If $f_1$ and $f_2$ are convex functions then their pointwise maximum $f$, defined by
$$f(x)=\max \left{f_1(x), f_2(x)\right},$$
with $\operatorname{dom} f=\operatorname{dom} f_1 \cap \operatorname{dom} f_2$, is also convex. This property is easily verified: if $0 \leq \theta \leq 1$ and $x, y \in \operatorname{dom} f$, then
\begin{aligned} f(\theta x+(1-\theta) y) & =\max \left{f_1(\theta x+(1-\theta) y), f_2(\theta x+(1-\theta) y)\right} \ & \leq \max \left{\theta f_1(x)+(1-\theta) f_1(y), \theta f_2(x)+(1-\theta) f_2(y)\right} \ & \leq \theta \max \left{f_1(x), f_2(x)\right}+(1-\theta) \max \left{f_1(y), f_2(y)\right} \ & =\theta f(x)+(1-\theta) f(y) \end{aligned}
which establishes convexity of $f$. It is easily shown that if $f_1, \ldots, f_m$ are convex, then their pointwise maximum
$$f(x)=\max \left{f_1(x), \ldots, f_m(x)\right}$$
is also convex.

The pointwise maximum property extends to the pointwise supremum over an infinite set of convex functions. If for each $y \in \mathcal{A}, f(x, y)$ is convex in $x$, then the function $g$, defined as
$$g(x)=\sup {y \in \mathcal{A}} f(x, y)$$ is convex in $x$. Here the domain of $g$ is $$\operatorname{dom} g=\left{x \mid(x, y) \in \operatorname{dom} f \text { for all } y \in \mathcal{A}, \sup {y \in \mathcal{A}} f(x, y)<\infty\right} .$$
Similarly, the pointwise infimum of a set of concave functions is a concave function.
In terms of epigraphs, the pointwise supremum of functions corresponds to the intersection of epigraphs: with $f, g$, and $\mathcal{A}$ as defined in (3.7), we have
$$\text { epi } g=\bigcap_{y \in \mathcal{A}} \operatorname{epi} f(\cdot, y) \text {. }$$
Thus, the result follows from the fact that the intersection of a family of convex sets is convex.
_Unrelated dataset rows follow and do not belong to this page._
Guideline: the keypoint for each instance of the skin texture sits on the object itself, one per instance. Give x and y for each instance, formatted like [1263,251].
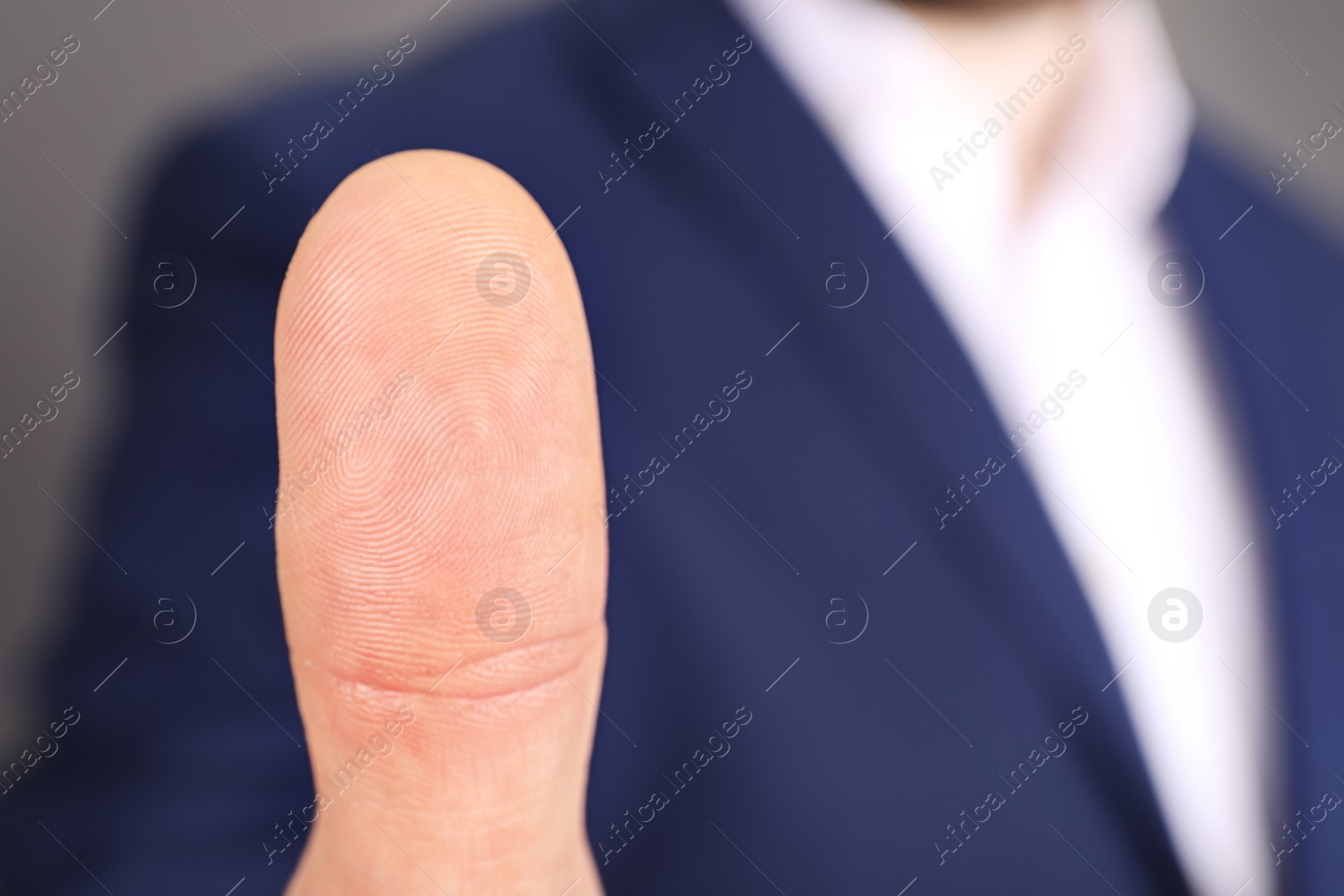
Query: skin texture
[479,473]
[437,445]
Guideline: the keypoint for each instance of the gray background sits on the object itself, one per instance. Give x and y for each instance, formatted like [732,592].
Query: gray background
[144,67]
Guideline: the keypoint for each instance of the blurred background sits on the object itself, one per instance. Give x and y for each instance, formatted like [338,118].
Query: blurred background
[76,159]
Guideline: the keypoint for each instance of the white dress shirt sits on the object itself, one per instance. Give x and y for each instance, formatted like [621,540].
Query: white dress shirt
[1140,474]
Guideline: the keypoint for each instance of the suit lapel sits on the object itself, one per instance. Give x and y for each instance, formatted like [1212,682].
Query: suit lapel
[746,163]
[1272,318]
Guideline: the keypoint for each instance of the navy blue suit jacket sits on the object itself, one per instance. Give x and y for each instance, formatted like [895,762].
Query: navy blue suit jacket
[941,721]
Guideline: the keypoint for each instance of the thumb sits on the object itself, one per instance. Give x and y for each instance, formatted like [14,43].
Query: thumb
[441,567]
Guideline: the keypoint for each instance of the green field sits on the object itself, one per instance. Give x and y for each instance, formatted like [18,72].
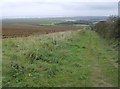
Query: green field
[65,59]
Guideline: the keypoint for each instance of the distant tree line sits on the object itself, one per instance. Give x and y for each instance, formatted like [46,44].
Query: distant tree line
[78,22]
[108,29]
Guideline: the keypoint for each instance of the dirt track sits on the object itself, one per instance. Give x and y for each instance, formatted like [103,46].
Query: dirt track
[16,30]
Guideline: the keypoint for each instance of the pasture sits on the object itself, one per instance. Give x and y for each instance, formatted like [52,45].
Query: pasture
[63,59]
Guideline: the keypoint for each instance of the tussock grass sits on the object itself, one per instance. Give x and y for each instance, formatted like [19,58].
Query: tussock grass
[73,58]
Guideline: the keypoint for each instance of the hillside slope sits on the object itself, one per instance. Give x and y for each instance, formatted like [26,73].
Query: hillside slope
[73,58]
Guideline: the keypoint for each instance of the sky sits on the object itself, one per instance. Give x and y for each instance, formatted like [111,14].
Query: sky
[57,8]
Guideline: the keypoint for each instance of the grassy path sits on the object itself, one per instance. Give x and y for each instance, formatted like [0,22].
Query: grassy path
[74,58]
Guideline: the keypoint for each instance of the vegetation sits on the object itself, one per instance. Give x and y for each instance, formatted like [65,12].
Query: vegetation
[109,30]
[77,22]
[66,59]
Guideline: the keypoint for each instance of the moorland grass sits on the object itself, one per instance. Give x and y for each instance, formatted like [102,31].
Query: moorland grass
[65,59]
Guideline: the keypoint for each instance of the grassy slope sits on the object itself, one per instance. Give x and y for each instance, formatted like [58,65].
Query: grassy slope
[74,58]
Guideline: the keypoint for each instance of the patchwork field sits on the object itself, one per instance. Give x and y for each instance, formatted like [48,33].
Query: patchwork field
[63,59]
[20,30]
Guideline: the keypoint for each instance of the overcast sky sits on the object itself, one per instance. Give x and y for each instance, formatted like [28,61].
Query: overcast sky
[58,8]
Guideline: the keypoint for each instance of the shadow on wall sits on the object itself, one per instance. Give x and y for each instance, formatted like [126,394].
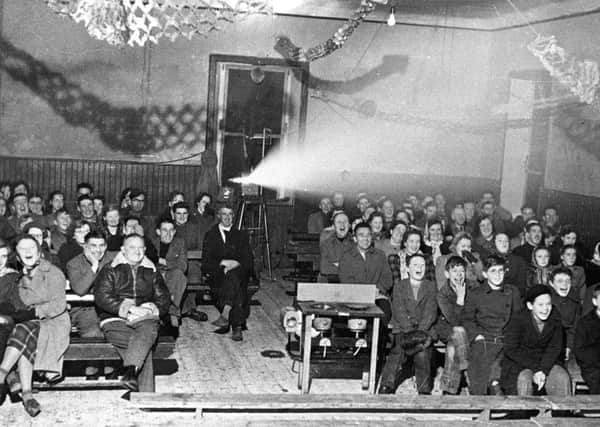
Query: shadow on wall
[390,64]
[581,123]
[126,129]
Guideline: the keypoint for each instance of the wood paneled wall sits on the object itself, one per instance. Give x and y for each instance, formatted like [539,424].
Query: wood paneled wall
[109,178]
[580,211]
[398,186]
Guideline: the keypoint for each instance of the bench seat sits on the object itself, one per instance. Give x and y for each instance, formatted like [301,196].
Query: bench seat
[99,349]
[362,403]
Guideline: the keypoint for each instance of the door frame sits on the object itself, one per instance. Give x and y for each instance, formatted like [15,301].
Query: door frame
[300,71]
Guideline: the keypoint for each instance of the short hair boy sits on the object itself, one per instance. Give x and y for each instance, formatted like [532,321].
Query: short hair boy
[414,311]
[488,309]
[587,344]
[533,347]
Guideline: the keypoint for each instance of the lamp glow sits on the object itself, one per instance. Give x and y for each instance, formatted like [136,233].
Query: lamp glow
[392,18]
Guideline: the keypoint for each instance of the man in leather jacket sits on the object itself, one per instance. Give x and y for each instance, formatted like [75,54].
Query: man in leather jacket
[130,296]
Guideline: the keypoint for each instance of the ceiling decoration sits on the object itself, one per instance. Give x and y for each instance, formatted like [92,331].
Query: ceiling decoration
[485,15]
[136,22]
[286,48]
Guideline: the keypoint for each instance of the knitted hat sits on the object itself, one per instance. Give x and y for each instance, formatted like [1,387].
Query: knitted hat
[535,291]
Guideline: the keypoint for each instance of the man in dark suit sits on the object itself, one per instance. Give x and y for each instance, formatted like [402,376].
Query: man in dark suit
[172,264]
[414,312]
[227,259]
[532,349]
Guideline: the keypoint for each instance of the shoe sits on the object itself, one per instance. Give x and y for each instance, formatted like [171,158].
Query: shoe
[3,393]
[383,389]
[495,389]
[220,322]
[198,316]
[175,321]
[32,406]
[236,335]
[129,379]
[112,375]
[222,330]
[56,379]
[95,376]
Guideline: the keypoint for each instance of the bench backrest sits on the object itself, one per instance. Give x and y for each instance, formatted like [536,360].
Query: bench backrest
[337,292]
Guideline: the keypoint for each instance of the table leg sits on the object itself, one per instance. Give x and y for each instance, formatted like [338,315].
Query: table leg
[308,320]
[374,345]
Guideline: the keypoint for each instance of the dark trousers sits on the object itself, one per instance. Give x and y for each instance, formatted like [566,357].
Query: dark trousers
[398,358]
[134,344]
[232,289]
[484,365]
[6,327]
[591,376]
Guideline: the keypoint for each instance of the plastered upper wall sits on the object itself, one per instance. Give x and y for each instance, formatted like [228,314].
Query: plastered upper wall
[407,99]
[570,166]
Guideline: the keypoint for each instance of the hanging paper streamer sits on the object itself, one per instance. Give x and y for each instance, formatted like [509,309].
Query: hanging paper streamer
[581,77]
[136,22]
[103,19]
[289,50]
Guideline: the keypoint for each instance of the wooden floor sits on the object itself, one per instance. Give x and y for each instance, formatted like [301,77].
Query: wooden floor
[209,363]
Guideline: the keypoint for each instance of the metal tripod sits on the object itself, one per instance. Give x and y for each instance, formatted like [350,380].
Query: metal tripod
[257,225]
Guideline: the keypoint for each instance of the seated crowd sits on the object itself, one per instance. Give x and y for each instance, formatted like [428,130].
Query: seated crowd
[513,299]
[133,265]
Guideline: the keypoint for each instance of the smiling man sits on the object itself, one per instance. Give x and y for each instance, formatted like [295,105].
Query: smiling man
[82,271]
[130,297]
[566,301]
[532,348]
[488,309]
[414,310]
[172,263]
[227,259]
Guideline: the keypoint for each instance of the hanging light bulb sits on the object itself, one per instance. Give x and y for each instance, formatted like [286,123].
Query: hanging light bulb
[257,75]
[392,17]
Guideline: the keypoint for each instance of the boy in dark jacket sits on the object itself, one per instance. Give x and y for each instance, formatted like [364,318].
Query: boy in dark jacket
[566,302]
[587,344]
[532,349]
[451,301]
[488,309]
[414,311]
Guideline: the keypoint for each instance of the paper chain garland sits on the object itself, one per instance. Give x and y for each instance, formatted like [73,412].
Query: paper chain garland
[136,22]
[289,50]
[582,78]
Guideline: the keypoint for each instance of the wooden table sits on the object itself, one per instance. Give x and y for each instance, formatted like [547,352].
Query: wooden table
[351,294]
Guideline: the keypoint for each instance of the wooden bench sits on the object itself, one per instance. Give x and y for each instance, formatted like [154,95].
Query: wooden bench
[481,406]
[303,249]
[98,349]
[577,382]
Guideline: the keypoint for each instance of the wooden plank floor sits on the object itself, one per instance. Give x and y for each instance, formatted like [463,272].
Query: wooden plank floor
[208,363]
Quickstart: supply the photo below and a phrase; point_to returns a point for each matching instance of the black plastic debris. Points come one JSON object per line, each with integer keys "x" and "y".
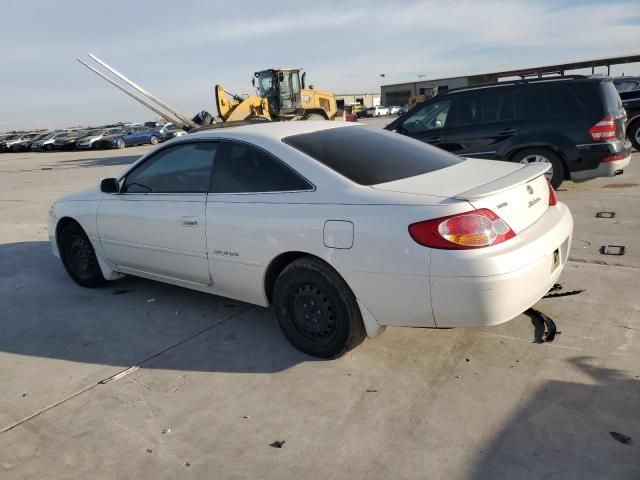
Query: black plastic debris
{"x": 122, "y": 291}
{"x": 563, "y": 294}
{"x": 621, "y": 437}
{"x": 612, "y": 249}
{"x": 539, "y": 321}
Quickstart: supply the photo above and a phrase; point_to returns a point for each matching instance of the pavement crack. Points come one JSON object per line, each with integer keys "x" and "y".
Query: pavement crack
{"x": 124, "y": 372}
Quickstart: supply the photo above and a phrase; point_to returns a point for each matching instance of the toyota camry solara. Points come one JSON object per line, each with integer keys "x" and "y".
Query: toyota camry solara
{"x": 344, "y": 229}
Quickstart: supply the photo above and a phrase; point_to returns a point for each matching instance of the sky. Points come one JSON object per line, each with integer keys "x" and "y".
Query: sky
{"x": 179, "y": 50}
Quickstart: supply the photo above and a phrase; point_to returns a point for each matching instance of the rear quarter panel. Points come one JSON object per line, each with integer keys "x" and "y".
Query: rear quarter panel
{"x": 385, "y": 268}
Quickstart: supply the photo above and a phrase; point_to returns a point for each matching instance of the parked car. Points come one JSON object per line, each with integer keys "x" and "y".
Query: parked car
{"x": 91, "y": 140}
{"x": 574, "y": 123}
{"x": 46, "y": 142}
{"x": 7, "y": 137}
{"x": 169, "y": 131}
{"x": 631, "y": 103}
{"x": 21, "y": 143}
{"x": 377, "y": 111}
{"x": 343, "y": 228}
{"x": 68, "y": 142}
{"x": 129, "y": 136}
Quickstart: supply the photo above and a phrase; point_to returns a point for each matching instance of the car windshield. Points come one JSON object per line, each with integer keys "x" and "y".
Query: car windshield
{"x": 370, "y": 156}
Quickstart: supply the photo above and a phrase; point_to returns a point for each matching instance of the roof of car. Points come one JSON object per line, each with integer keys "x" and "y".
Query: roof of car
{"x": 270, "y": 130}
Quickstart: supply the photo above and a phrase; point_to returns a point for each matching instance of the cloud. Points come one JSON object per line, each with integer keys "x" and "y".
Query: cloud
{"x": 179, "y": 50}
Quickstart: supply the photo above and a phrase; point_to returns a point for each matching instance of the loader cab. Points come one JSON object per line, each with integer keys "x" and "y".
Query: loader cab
{"x": 281, "y": 87}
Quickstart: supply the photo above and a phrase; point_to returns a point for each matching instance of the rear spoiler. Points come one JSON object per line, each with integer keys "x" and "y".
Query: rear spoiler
{"x": 525, "y": 174}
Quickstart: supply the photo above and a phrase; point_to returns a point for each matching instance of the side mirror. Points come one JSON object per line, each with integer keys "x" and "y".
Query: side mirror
{"x": 109, "y": 185}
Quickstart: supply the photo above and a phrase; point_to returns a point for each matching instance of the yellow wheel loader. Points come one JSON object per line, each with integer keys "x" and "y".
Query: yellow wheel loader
{"x": 281, "y": 95}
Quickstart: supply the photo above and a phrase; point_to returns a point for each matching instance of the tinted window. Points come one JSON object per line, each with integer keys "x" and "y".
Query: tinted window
{"x": 612, "y": 100}
{"x": 430, "y": 116}
{"x": 182, "y": 168}
{"x": 551, "y": 100}
{"x": 368, "y": 157}
{"x": 244, "y": 169}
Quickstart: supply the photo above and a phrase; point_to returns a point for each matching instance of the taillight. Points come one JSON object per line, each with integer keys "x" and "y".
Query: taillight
{"x": 605, "y": 129}
{"x": 552, "y": 195}
{"x": 476, "y": 229}
{"x": 613, "y": 158}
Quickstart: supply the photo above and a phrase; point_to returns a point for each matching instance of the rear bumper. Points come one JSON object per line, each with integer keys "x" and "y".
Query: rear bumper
{"x": 593, "y": 154}
{"x": 605, "y": 169}
{"x": 498, "y": 287}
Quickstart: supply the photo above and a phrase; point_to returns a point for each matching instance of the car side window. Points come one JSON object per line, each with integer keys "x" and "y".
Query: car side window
{"x": 432, "y": 115}
{"x": 245, "y": 169}
{"x": 184, "y": 168}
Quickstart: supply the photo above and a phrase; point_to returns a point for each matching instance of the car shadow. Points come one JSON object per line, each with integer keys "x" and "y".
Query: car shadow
{"x": 131, "y": 321}
{"x": 563, "y": 430}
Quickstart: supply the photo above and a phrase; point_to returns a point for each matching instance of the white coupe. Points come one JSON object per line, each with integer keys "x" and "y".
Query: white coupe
{"x": 345, "y": 229}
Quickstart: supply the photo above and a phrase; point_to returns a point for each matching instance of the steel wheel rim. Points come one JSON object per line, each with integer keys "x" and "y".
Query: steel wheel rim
{"x": 314, "y": 315}
{"x": 537, "y": 158}
{"x": 80, "y": 256}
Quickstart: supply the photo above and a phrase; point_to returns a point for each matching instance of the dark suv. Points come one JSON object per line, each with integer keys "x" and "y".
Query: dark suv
{"x": 575, "y": 123}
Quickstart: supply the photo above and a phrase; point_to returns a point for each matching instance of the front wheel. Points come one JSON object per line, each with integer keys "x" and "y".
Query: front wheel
{"x": 317, "y": 310}
{"x": 634, "y": 134}
{"x": 555, "y": 174}
{"x": 79, "y": 257}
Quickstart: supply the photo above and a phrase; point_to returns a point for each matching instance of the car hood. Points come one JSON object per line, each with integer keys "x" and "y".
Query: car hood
{"x": 93, "y": 193}
{"x": 110, "y": 137}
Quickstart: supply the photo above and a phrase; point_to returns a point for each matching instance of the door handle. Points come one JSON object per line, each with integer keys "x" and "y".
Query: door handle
{"x": 189, "y": 221}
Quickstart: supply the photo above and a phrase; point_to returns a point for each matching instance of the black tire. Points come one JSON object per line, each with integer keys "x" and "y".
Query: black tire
{"x": 79, "y": 258}
{"x": 316, "y": 309}
{"x": 633, "y": 132}
{"x": 528, "y": 154}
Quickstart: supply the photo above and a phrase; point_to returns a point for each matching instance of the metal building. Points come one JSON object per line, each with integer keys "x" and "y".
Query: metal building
{"x": 399, "y": 93}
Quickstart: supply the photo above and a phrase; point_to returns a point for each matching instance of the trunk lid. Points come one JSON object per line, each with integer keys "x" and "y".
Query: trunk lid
{"x": 518, "y": 193}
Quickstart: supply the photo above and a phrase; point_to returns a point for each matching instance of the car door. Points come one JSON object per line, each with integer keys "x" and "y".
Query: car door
{"x": 252, "y": 196}
{"x": 156, "y": 225}
{"x": 481, "y": 123}
{"x": 428, "y": 123}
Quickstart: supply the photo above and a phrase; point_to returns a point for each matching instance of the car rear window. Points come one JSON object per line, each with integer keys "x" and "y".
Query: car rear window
{"x": 612, "y": 100}
{"x": 370, "y": 156}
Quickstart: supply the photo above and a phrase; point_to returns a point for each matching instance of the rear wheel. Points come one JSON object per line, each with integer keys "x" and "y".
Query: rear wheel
{"x": 79, "y": 257}
{"x": 316, "y": 309}
{"x": 555, "y": 174}
{"x": 633, "y": 132}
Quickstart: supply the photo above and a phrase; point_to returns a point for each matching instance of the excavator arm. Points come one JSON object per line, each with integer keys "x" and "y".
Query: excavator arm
{"x": 232, "y": 107}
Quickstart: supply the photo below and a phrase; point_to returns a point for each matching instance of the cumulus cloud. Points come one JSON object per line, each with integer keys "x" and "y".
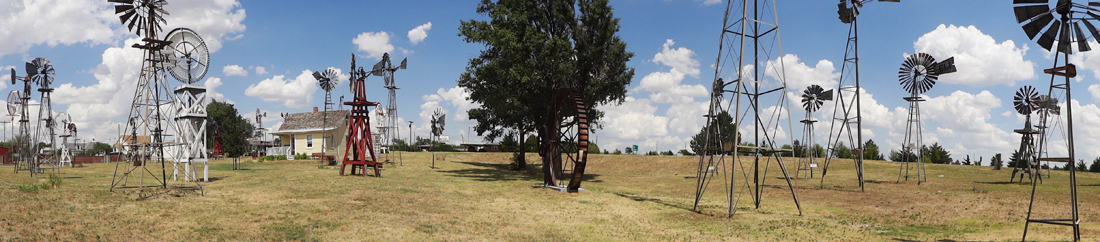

## 数学代写|凸优化作业代写Convex Optimization代考|Representation as pointwise supremum of affine functions

The examples above illustrate a good method for establishing convexity of a function: by expressing it as the pointwise supremum of a family of affine functions. Except for a technical condition, a converse holds: almost every convex function can be expressed as the pointwise supremum of a family of affine functions. For example, if $f: \mathbf{R}^n \rightarrow \mathbf{R}$ is convex, with $\operatorname{dom} f=\mathbf{R}^n$, then we have
$$f(x)=\sup {g(x) \mid g \text { affine, } g(z) \leq f(z) \text { for all } z} .$$
In other words, $f$ is the pointwise supremum of the set of all affine global underestimators of it. We give the proof of this result below, and leave the case where $\operatorname{dom} f \neq \mathbf{R}^n$ as an exercise (exercise $3.28$ ).
Suppose $f$ is convex with $\operatorname{dom} f=\mathbf{R}^n$. The inequality
$$f(x) \geq \sup {g(x) \mid g \text { affine, } g(z) \leq f(z) \text { for all } z}$$
is clear, since if $g$ is any affine underestimator of $f$, we have $g(x) \leq f(x)$. To establish equality, we will show that for each $x \in \mathbf{R}^n$, there is an affine function $g$, which is a global underestimator of $f$, and satisfies $g(x)=f(x)$.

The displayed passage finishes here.